A Bacia do Piracicaba, da qual faz parte o Atibaia, fornece 408 metros cúbicos por habitante por ano. Já a do Alto Tietê disponibiliza 201 metros cúbicos de água por habitante por ano. Ambas abastecem o sistema Cantareira.

A ONU classifica como adequado o volume de 2.500 metros cúbicos de água por habitante por ano.

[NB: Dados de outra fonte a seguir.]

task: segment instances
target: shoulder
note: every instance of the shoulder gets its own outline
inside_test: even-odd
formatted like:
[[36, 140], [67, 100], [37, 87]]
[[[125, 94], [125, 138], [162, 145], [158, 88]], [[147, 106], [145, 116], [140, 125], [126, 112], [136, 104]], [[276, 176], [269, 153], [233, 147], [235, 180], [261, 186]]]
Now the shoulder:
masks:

Nível abaixo de 1.500 metros cúbicos já é considerado crítico pelo organismo internacional.

Soluções – Para tentar reverter o quadro, segundo os especialistas, são necessárias ações que visem a preservação de áreas de proteção ambiental em torno das bacias hidrográficas localizadas na macrometrópole paulista; proteger de forma efetiva as áreas de mananciais; enfrentar a crise habitacional, já que muitos assentamentos são localizadas em áreas de proteção; reorganizar o processo de saneamento básico e de distribuição de água; cobrar por meio de leis que as indústrias reutilizem a agua em seus processos de produção.

“A gente precisa aproveitar o tema de uma forma positiva, ou seja, questionar porque uma crise deste porte, na maior cidade do Brasil, recebe um tratamento absolutamente ridículo do governo do estado”, afirma o diretor de políticas públicas do Greenpeace Sérgio Leitão.